MSstats+ can also be used in conjunction with MSstatsBig to analyze large DIA 
datasets. The workflow leverages the MSstatsBig converter and an external 
execution of the MSstats+ isolation forest. An example of how to do this is 
shown below.

This section of the vignette does not run automatically and must be executed 
manually.

```{r eval=FALSE, include=TRUE}
library(MSstatsBig)

# Define file path to data
spectronaut_raw = system.file(
    "tinytest/raw_data/Spectronaut/spectronaut_quality_input.csv",
    package = "MSstatsConvert")

# Run MSstatsBig converter
converted_data = bigSpectronauttoMSstatsFormat(
  input_file=spectronaut_raw,
  output_file_name="output_file.csv",
  intensity = "F.PeakHeight",
  filter_by_excluded = TRUE,
  filter_by_identified = FALSE,
  filter_by_qvalue = TRUE,
  qvalue_cutoff = 0.01,
  filter_unique_peptides = TRUE,
  aggregate_psms = TRUE,
  filter_few_obs = FALSE,
  remove_annotation = FALSE,
  calculateAnomalyScores=TRUE,
  anomalyModelFeatures=c("FG.ShapeQualityScore (MS1)",
                         "FG.ShapeQualityScore (MS2)",
                         "EG.ApexRT"),
  backend="arrow")
converted_data = dplyr::collect(converted_data)

# Prepare info for anomaly model
# Get temporal ordering from input file (can also be done externally)
temporal = fread(spectronaut_raw)[
    , .SD[1], by = .(`R.Run Date (Formatted)`, R.FileName)]

temporal = temporal[, Run.TimeParsed := as.POSIXct(
    `R.Run Date (Formatted)`, format = "%m/%d/%Y %I:%M:%S %p")][
  order(Run.TimeParsed)][
  , !"Run.TimeParsed"]

temporal$Order = 1:nrow(temporal)
temporal$Run = temporal$R.FileName
temporal = temporal[, c("Run", "Order")]

# Specify anomaly model parameters
anomalyModelFeatures=c("FG.ShapeQualityScore (MS2)",
                       "FG.ShapeQualityScore (MS1)",
                       "EG.ApexRT")
anomalyModelFeatures = MSstatsConvert:::.standardizeColnames(anomalyModelFeatures)

anomalyModelFeatureTemporal=c("mean_decrease",
                              "mean_decrease",
                              "dispersion_increase")

n_trees=100
max_depth="auto"
numberOfCores=1

# Run anomaly detection model
msstats_input = MSstatsConvert::MSstatsAnomalyScores(
  as.data.table(converted_data), anomalyModelFeatures,
  anomalyModelFeatureTemporal, .5, 100, temporal, n_trees,
  max_depth, numberOfCores)
head(msstats_input)

```

This code will run the MSstatsBig converter and then run the anomaly model.

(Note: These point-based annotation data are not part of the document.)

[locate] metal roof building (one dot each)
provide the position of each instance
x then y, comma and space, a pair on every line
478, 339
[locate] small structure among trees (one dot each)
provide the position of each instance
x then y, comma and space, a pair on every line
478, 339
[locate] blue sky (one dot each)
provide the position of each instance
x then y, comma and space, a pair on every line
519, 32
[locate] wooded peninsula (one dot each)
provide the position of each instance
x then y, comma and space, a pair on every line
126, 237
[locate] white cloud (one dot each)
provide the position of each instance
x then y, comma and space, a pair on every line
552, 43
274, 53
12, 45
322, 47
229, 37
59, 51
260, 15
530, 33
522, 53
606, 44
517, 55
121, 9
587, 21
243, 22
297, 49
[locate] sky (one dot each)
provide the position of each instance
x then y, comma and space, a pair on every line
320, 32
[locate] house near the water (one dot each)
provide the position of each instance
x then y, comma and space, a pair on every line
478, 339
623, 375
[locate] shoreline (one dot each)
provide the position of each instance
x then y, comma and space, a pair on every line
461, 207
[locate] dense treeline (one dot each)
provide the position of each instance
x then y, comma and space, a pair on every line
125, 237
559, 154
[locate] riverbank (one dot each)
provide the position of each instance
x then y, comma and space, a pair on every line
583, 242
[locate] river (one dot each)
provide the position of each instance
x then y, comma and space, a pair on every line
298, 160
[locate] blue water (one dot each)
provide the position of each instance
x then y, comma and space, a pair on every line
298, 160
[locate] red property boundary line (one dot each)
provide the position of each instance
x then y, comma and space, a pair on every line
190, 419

This
workflow leads to a much faster processing speed compared to using the standard 
converter, and allows users to work with Spectronaut files which may be too 
large to fit into memory. After running the anomaly model, the resulting data 
can be input into the MSstats+ workflow reviewed previously.

One note here is the temporal ordering. In this example, we extracted the 
temporal run order directly from the Spectronaut file. However, in practice this
may not be appropriate for big data files. In cases where the data is large, 
this ordering should be extracted externally and provided by the user, or the 
user should sample the Spectronaut file rather than load it all into memory.